Maximum likelihood estimation of the 2-parameter inverse paralogistic distribution.

Usage

invparalogistic(lshape1.a = "loge", lscale = "loge",
                ishape1.a = 2, iscale = NULL, zero = NULL)

Arguments

lshape1.a, lscale
Parameter link functions applied to the (positive) shape parameter a and (positive) scale parameter scale. See Links for more choices.
ishape1.a, iscale
Optional initial values for a and scale.
zero
An integer-valued vector specifying which linear/additive predictors are modelled as intercepts only. Here, the values must be from the set {1,2} which correspond to a, scale, respectively.

Value

  • An object of class "vglmff" (see vglmff-class). The object is used by modelling functions such as vglm, and vgam.

Details

The 2-parameter inverse paralogistic distribution is the 4-parameter generalized beta II distribution with shape parameter $q=1$ and $a=p$. It is the 3-parameter Dagum distribution with $a=p$. More details can be found in Kleiber and Kotz (2003).

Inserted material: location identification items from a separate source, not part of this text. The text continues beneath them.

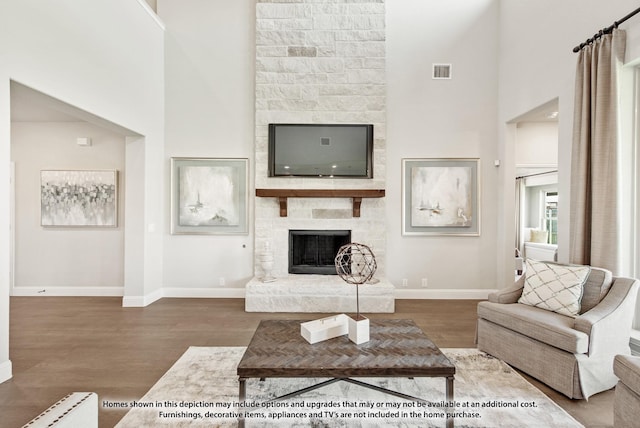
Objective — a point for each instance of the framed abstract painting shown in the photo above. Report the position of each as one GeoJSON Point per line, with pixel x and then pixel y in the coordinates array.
{"type": "Point", "coordinates": [209, 196]}
{"type": "Point", "coordinates": [441, 197]}
{"type": "Point", "coordinates": [75, 198]}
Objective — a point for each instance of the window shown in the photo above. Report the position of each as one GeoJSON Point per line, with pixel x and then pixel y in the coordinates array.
{"type": "Point", "coordinates": [550, 216]}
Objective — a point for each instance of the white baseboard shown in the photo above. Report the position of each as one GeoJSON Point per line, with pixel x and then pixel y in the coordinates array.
{"type": "Point", "coordinates": [68, 291]}
{"type": "Point", "coordinates": [216, 293]}
{"type": "Point", "coordinates": [141, 301]}
{"type": "Point", "coordinates": [6, 371]}
{"type": "Point", "coordinates": [635, 342]}
{"type": "Point", "coordinates": [453, 294]}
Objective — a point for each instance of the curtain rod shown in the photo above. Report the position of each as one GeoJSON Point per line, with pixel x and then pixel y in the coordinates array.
{"type": "Point", "coordinates": [604, 31]}
{"type": "Point", "coordinates": [538, 173]}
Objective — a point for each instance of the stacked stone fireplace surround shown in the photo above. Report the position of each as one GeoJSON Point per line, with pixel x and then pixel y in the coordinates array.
{"type": "Point", "coordinates": [319, 62]}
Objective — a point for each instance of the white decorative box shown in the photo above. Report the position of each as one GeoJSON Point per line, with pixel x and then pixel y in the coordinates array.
{"type": "Point", "coordinates": [359, 330]}
{"type": "Point", "coordinates": [325, 328]}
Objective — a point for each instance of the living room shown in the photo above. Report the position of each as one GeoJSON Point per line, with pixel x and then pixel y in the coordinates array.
{"type": "Point", "coordinates": [190, 79]}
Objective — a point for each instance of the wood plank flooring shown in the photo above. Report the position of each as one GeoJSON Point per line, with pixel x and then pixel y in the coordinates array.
{"type": "Point", "coordinates": [63, 344]}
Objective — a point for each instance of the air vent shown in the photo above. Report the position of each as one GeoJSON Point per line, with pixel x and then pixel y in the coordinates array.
{"type": "Point", "coordinates": [442, 71]}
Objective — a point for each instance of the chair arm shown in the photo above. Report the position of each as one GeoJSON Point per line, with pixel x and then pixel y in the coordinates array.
{"type": "Point", "coordinates": [508, 295]}
{"type": "Point", "coordinates": [608, 324]}
{"type": "Point", "coordinates": [627, 368]}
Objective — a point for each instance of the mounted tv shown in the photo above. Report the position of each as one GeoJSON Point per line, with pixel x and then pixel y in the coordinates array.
{"type": "Point", "coordinates": [308, 150]}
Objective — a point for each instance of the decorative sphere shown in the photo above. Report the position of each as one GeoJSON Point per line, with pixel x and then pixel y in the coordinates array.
{"type": "Point", "coordinates": [355, 263]}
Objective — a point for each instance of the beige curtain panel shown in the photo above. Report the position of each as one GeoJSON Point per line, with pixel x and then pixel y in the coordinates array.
{"type": "Point", "coordinates": [594, 164]}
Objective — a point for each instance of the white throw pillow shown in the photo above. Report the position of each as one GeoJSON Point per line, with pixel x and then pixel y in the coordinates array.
{"type": "Point", "coordinates": [554, 287]}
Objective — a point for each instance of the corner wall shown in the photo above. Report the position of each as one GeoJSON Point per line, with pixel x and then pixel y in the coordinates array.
{"type": "Point", "coordinates": [70, 261]}
{"type": "Point", "coordinates": [429, 118]}
{"type": "Point", "coordinates": [69, 50]}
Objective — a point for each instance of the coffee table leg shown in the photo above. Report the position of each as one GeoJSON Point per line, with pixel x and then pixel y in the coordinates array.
{"type": "Point", "coordinates": [449, 392]}
{"type": "Point", "coordinates": [242, 396]}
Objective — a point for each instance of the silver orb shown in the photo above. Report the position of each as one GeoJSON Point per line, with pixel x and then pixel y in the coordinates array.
{"type": "Point", "coordinates": [355, 263]}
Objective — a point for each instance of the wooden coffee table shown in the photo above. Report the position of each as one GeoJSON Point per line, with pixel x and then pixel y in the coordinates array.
{"type": "Point", "coordinates": [397, 348]}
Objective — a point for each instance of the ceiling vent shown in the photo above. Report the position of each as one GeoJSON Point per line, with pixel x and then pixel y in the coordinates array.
{"type": "Point", "coordinates": [442, 71]}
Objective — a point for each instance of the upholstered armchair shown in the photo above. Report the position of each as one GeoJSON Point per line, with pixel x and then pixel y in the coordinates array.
{"type": "Point", "coordinates": [573, 354]}
{"type": "Point", "coordinates": [626, 405]}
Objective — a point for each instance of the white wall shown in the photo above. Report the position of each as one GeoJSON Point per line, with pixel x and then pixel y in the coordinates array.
{"type": "Point", "coordinates": [210, 57]}
{"type": "Point", "coordinates": [537, 65]}
{"type": "Point", "coordinates": [105, 57]}
{"type": "Point", "coordinates": [536, 144]}
{"type": "Point", "coordinates": [442, 118]}
{"type": "Point", "coordinates": [77, 261]}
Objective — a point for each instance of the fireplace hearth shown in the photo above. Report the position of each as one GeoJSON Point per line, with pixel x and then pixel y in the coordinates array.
{"type": "Point", "coordinates": [314, 251]}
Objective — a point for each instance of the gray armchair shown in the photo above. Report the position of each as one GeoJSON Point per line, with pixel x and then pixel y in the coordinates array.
{"type": "Point", "coordinates": [572, 355]}
{"type": "Point", "coordinates": [626, 404]}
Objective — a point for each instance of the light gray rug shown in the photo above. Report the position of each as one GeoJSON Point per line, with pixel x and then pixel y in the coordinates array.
{"type": "Point", "coordinates": [203, 383]}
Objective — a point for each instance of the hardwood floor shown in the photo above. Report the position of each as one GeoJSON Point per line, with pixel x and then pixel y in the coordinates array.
{"type": "Point", "coordinates": [63, 344]}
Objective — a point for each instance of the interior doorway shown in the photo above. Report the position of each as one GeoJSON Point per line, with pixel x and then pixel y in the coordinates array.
{"type": "Point", "coordinates": [536, 182]}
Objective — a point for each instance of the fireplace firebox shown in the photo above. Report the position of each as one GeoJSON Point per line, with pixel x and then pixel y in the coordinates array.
{"type": "Point", "coordinates": [314, 251]}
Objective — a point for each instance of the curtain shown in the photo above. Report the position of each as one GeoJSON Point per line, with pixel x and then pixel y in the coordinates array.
{"type": "Point", "coordinates": [594, 189]}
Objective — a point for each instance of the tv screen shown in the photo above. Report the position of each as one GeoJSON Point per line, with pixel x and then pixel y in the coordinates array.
{"type": "Point", "coordinates": [308, 150]}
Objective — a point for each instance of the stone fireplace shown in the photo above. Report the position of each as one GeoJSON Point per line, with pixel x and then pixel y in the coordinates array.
{"type": "Point", "coordinates": [314, 251]}
{"type": "Point", "coordinates": [320, 63]}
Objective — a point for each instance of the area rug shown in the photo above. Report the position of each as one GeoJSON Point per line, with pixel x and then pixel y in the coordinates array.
{"type": "Point", "coordinates": [201, 389]}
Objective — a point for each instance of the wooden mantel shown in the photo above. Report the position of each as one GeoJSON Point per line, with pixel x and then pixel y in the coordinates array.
{"type": "Point", "coordinates": [355, 194]}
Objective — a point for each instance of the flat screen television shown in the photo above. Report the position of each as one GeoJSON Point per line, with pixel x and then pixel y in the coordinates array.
{"type": "Point", "coordinates": [309, 150]}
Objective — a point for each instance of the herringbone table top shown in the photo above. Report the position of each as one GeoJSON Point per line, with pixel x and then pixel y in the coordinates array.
{"type": "Point", "coordinates": [397, 347]}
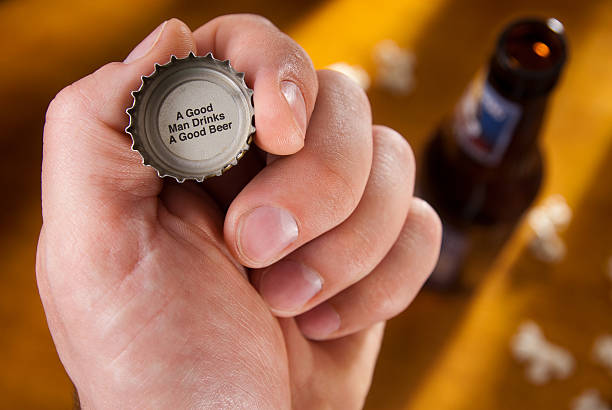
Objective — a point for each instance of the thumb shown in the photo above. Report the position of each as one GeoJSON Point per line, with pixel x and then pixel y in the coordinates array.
{"type": "Point", "coordinates": [87, 160]}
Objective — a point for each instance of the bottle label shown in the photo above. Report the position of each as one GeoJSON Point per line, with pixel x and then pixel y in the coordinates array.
{"type": "Point", "coordinates": [484, 123]}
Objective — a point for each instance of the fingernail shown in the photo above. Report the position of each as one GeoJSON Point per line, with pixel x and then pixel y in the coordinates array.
{"type": "Point", "coordinates": [147, 44]}
{"type": "Point", "coordinates": [265, 232]}
{"type": "Point", "coordinates": [320, 322]}
{"type": "Point", "coordinates": [287, 286]}
{"type": "Point", "coordinates": [294, 97]}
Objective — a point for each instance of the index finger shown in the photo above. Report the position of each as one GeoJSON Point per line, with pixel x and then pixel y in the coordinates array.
{"type": "Point", "coordinates": [276, 67]}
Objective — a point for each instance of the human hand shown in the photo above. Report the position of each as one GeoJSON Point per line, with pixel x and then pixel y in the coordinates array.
{"type": "Point", "coordinates": [144, 281]}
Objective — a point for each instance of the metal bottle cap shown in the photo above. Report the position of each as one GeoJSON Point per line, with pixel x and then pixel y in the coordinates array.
{"type": "Point", "coordinates": [192, 118]}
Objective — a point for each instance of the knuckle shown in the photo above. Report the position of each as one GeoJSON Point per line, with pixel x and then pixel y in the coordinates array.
{"type": "Point", "coordinates": [345, 85]}
{"type": "Point", "coordinates": [251, 18]}
{"type": "Point", "coordinates": [65, 103]}
{"type": "Point", "coordinates": [424, 233]}
{"type": "Point", "coordinates": [394, 164]}
{"type": "Point", "coordinates": [387, 301]}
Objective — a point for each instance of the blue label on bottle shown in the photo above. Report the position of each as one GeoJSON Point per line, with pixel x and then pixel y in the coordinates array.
{"type": "Point", "coordinates": [485, 122]}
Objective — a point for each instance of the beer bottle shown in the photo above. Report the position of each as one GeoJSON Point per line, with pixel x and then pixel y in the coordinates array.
{"type": "Point", "coordinates": [483, 167]}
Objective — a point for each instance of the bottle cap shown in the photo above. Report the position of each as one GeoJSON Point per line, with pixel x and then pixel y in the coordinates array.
{"type": "Point", "coordinates": [192, 118]}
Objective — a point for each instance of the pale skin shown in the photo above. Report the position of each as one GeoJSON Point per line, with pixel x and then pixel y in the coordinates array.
{"type": "Point", "coordinates": [265, 288]}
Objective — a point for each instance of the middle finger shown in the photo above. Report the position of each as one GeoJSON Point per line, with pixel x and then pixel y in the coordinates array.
{"type": "Point", "coordinates": [299, 197]}
{"type": "Point", "coordinates": [323, 267]}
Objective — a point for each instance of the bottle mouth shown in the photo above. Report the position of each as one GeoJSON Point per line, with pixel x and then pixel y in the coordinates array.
{"type": "Point", "coordinates": [529, 57]}
{"type": "Point", "coordinates": [533, 48]}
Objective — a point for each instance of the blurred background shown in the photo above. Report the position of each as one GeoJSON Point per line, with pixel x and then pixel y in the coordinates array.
{"type": "Point", "coordinates": [449, 350]}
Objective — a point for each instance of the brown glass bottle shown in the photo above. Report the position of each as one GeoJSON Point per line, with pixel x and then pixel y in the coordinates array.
{"type": "Point", "coordinates": [484, 166]}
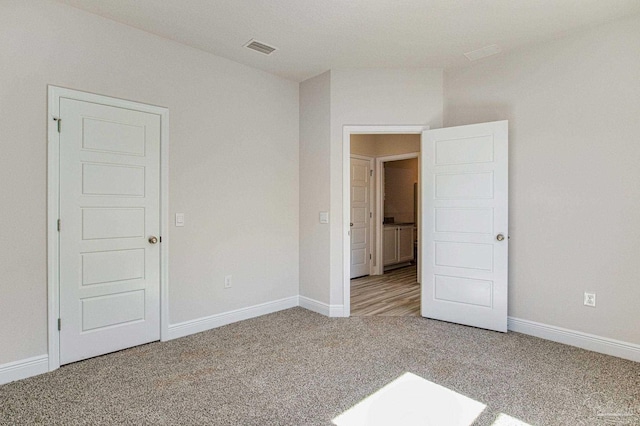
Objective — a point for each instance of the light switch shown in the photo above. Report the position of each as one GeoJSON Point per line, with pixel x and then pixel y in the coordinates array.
{"type": "Point", "coordinates": [324, 217]}
{"type": "Point", "coordinates": [179, 219]}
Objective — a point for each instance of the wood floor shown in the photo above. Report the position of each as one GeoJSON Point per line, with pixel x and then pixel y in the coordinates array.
{"type": "Point", "coordinates": [396, 293]}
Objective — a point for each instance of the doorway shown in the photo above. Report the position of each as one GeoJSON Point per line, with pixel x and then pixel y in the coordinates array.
{"type": "Point", "coordinates": [463, 245]}
{"type": "Point", "coordinates": [390, 286]}
{"type": "Point", "coordinates": [107, 214]}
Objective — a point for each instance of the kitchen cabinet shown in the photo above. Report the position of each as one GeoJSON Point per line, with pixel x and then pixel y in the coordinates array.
{"type": "Point", "coordinates": [397, 244]}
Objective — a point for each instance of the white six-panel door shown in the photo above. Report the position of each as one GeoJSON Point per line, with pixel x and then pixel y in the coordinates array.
{"type": "Point", "coordinates": [110, 212]}
{"type": "Point", "coordinates": [465, 224]}
{"type": "Point", "coordinates": [360, 217]}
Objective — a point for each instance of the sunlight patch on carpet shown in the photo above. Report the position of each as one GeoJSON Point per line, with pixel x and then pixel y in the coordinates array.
{"type": "Point", "coordinates": [411, 400]}
{"type": "Point", "coordinates": [506, 420]}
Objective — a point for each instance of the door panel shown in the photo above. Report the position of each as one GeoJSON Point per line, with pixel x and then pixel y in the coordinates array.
{"type": "Point", "coordinates": [109, 207]}
{"type": "Point", "coordinates": [465, 206]}
{"type": "Point", "coordinates": [360, 212]}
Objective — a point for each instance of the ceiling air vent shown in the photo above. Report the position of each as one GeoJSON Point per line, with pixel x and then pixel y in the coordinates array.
{"type": "Point", "coordinates": [260, 47]}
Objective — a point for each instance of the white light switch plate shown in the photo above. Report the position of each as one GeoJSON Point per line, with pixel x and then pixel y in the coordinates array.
{"type": "Point", "coordinates": [324, 217]}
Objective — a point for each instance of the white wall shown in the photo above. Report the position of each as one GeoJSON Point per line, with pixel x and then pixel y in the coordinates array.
{"type": "Point", "coordinates": [373, 97]}
{"type": "Point", "coordinates": [315, 120]}
{"type": "Point", "coordinates": [574, 114]}
{"type": "Point", "coordinates": [233, 162]}
{"type": "Point", "coordinates": [399, 179]}
{"type": "Point", "coordinates": [379, 145]}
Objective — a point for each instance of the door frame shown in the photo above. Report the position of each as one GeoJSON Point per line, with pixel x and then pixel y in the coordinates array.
{"type": "Point", "coordinates": [56, 93]}
{"type": "Point", "coordinates": [372, 208]}
{"type": "Point", "coordinates": [380, 205]}
{"type": "Point", "coordinates": [347, 131]}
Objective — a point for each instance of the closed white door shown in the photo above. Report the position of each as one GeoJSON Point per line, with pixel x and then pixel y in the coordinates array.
{"type": "Point", "coordinates": [360, 217]}
{"type": "Point", "coordinates": [465, 225]}
{"type": "Point", "coordinates": [109, 220]}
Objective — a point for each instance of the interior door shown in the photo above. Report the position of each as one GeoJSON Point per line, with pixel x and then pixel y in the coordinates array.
{"type": "Point", "coordinates": [465, 224]}
{"type": "Point", "coordinates": [109, 229]}
{"type": "Point", "coordinates": [360, 217]}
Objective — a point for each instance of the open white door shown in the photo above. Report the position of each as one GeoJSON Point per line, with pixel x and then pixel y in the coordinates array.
{"type": "Point", "coordinates": [465, 224]}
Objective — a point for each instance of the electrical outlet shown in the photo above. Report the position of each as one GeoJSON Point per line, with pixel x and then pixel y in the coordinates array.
{"type": "Point", "coordinates": [589, 299]}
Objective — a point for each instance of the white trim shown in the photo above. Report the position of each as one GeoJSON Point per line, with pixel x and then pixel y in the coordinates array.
{"type": "Point", "coordinates": [53, 187]}
{"type": "Point", "coordinates": [346, 196]}
{"type": "Point", "coordinates": [380, 203]}
{"type": "Point", "coordinates": [23, 368]}
{"type": "Point", "coordinates": [604, 345]}
{"type": "Point", "coordinates": [372, 207]}
{"type": "Point", "coordinates": [213, 321]}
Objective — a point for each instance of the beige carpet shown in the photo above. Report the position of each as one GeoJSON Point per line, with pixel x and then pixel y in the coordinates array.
{"type": "Point", "coordinates": [298, 368]}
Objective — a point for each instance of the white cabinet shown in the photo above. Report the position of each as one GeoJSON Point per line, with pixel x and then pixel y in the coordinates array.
{"type": "Point", "coordinates": [397, 243]}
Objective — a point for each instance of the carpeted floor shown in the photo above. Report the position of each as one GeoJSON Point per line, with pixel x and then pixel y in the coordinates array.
{"type": "Point", "coordinates": [296, 367]}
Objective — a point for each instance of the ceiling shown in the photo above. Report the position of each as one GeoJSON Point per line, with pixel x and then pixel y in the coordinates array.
{"type": "Point", "coordinates": [313, 36]}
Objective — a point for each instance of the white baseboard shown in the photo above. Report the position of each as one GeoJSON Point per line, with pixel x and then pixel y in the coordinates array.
{"type": "Point", "coordinates": [314, 305]}
{"type": "Point", "coordinates": [207, 323]}
{"type": "Point", "coordinates": [23, 368]}
{"type": "Point", "coordinates": [587, 341]}
{"type": "Point", "coordinates": [322, 308]}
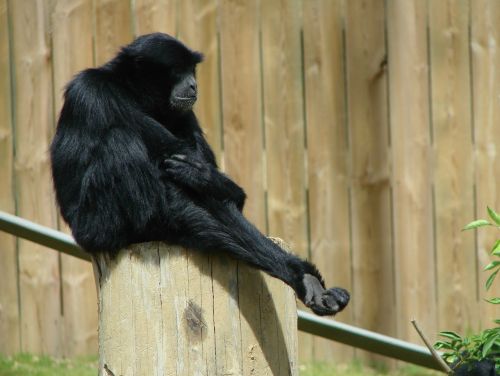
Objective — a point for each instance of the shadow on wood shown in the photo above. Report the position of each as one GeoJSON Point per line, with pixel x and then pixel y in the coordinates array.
{"type": "Point", "coordinates": [167, 311]}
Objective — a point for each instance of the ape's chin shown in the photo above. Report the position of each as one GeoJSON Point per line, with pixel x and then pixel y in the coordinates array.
{"type": "Point", "coordinates": [182, 104]}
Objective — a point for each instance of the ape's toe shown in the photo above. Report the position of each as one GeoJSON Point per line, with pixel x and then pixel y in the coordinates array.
{"type": "Point", "coordinates": [336, 298]}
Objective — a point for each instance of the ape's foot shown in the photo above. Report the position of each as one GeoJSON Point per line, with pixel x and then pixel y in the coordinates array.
{"type": "Point", "coordinates": [321, 301]}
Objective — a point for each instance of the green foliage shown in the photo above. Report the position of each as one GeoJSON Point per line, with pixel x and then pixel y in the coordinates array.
{"type": "Point", "coordinates": [358, 369]}
{"type": "Point", "coordinates": [460, 350]}
{"type": "Point", "coordinates": [31, 365]}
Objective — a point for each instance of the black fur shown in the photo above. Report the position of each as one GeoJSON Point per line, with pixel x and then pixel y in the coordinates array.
{"type": "Point", "coordinates": [130, 164]}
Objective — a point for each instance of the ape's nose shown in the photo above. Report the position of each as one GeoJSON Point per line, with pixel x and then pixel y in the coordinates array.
{"type": "Point", "coordinates": [193, 87]}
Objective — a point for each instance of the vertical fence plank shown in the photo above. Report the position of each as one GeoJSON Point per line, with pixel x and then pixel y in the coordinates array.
{"type": "Point", "coordinates": [38, 267]}
{"type": "Point", "coordinates": [328, 185]}
{"type": "Point", "coordinates": [9, 305]}
{"type": "Point", "coordinates": [154, 15]}
{"type": "Point", "coordinates": [113, 21]}
{"type": "Point", "coordinates": [198, 29]}
{"type": "Point", "coordinates": [242, 141]}
{"type": "Point", "coordinates": [453, 170]}
{"type": "Point", "coordinates": [72, 52]}
{"type": "Point", "coordinates": [486, 103]}
{"type": "Point", "coordinates": [370, 189]}
{"type": "Point", "coordinates": [284, 122]}
{"type": "Point", "coordinates": [284, 130]}
{"type": "Point", "coordinates": [241, 98]}
{"type": "Point", "coordinates": [411, 152]}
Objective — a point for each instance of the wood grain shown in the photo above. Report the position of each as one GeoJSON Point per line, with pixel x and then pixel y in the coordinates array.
{"type": "Point", "coordinates": [412, 171]}
{"type": "Point", "coordinates": [72, 52]}
{"type": "Point", "coordinates": [327, 154]}
{"type": "Point", "coordinates": [371, 228]}
{"type": "Point", "coordinates": [154, 320]}
{"type": "Point", "coordinates": [9, 304]}
{"type": "Point", "coordinates": [39, 278]}
{"type": "Point", "coordinates": [453, 165]}
{"type": "Point", "coordinates": [485, 37]}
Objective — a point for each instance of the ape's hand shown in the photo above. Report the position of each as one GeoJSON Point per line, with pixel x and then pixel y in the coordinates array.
{"type": "Point", "coordinates": [188, 171]}
{"type": "Point", "coordinates": [322, 301]}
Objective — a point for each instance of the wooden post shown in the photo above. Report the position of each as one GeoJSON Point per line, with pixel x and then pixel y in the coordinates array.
{"type": "Point", "coordinates": [157, 315]}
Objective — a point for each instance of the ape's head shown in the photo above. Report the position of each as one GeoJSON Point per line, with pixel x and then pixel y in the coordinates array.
{"type": "Point", "coordinates": [166, 67]}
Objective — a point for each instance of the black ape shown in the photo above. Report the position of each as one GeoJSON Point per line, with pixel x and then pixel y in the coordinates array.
{"type": "Point", "coordinates": [130, 164]}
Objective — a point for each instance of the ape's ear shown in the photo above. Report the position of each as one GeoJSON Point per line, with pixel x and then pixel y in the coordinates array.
{"type": "Point", "coordinates": [198, 57]}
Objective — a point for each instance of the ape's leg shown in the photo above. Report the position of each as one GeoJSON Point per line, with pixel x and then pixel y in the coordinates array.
{"type": "Point", "coordinates": [221, 226]}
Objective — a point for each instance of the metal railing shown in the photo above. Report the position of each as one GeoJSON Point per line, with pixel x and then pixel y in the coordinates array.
{"type": "Point", "coordinates": [307, 322]}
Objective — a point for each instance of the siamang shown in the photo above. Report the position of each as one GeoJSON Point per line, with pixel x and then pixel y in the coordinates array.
{"type": "Point", "coordinates": [130, 164]}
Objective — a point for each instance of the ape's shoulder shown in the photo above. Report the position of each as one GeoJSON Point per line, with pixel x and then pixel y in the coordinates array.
{"type": "Point", "coordinates": [89, 81]}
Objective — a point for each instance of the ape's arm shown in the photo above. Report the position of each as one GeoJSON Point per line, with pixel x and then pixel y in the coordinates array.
{"type": "Point", "coordinates": [203, 178]}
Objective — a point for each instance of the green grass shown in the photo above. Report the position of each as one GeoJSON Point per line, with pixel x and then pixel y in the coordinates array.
{"type": "Point", "coordinates": [31, 365]}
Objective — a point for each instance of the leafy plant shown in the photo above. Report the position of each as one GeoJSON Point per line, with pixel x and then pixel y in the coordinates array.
{"type": "Point", "coordinates": [460, 351]}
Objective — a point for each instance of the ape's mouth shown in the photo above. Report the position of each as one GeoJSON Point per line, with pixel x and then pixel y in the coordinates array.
{"type": "Point", "coordinates": [192, 98]}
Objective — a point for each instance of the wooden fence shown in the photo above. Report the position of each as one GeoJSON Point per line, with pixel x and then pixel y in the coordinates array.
{"type": "Point", "coordinates": [364, 132]}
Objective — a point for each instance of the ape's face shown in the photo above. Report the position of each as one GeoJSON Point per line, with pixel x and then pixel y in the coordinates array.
{"type": "Point", "coordinates": [184, 92]}
{"type": "Point", "coordinates": [167, 67]}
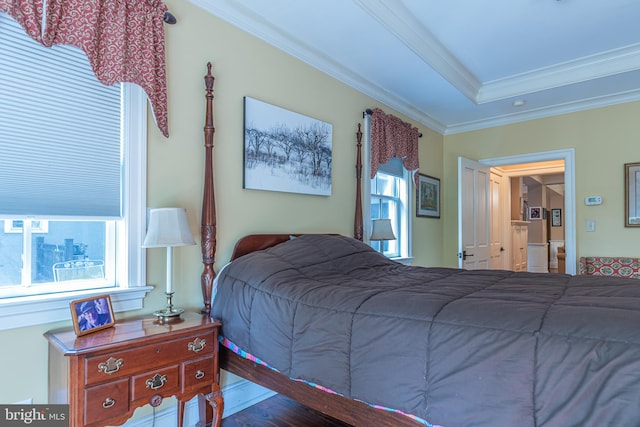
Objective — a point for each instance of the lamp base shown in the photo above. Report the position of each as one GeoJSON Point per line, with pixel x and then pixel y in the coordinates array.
{"type": "Point", "coordinates": [170, 312]}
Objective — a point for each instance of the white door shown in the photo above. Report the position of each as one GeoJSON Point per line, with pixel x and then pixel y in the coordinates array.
{"type": "Point", "coordinates": [497, 232]}
{"type": "Point", "coordinates": [473, 217]}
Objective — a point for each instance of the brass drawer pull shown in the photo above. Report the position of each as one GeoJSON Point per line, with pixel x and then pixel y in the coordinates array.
{"type": "Point", "coordinates": [110, 366]}
{"type": "Point", "coordinates": [156, 382]}
{"type": "Point", "coordinates": [197, 345]}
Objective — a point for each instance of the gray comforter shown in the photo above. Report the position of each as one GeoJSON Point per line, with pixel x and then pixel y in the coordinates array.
{"type": "Point", "coordinates": [453, 347]}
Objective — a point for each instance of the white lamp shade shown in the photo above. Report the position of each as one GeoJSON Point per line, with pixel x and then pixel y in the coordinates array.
{"type": "Point", "coordinates": [168, 227]}
{"type": "Point", "coordinates": [382, 230]}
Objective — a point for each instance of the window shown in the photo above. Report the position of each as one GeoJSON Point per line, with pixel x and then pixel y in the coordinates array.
{"type": "Point", "coordinates": [389, 198]}
{"type": "Point", "coordinates": [72, 183]}
{"type": "Point", "coordinates": [389, 194]}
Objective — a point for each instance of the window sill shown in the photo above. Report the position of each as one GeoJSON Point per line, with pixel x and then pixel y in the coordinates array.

The inverse paralogistic distribution has density $$f(y) = a^2 y^{a^2-1} / [b^{a^2} {1 + (y/b)^a}^{a+1}]$$ for $a > 0$, $b > 0$, $y \geq 0$. Here, $b$ is the scale parameter scale, and $a$ is the shape parameter. The mean is $$E(Y) = b \, \Gamma(a + 1/a) \, \Gamma(1 - 1/a) / \Gamma(a)$$ provided $a > 1$; these are returned as the fitted values.

References

Kleiber, C. and Kotz, S. (2003) Statistical Size Distributions in Economics and Actuarial Sciences, Hoboken, NJ, USA: Wiley-Interscience.

See Also

Invparalogistic, genbetaII, betaII, dagum, sinmad, fisk, invlomax, lomax, paralogistic, simulate.vlm.

Examples

Run this code
idata <- data.frame(y = rinvparalogistic(n = 3000, exp(1), exp(2)))
fit <- vglm(y ~ 1, invparalogistic, data = idata, trace = TRUE)
fit <- vglm(y ~ 1, invparalogistic(ishape1.a = 2.7, iscale = 7.3),
            data = idata, trace = TRUE, epsilon = 1e-8)
coef(fit, matrix = TRUE)
Coef(fit)
summary(fit)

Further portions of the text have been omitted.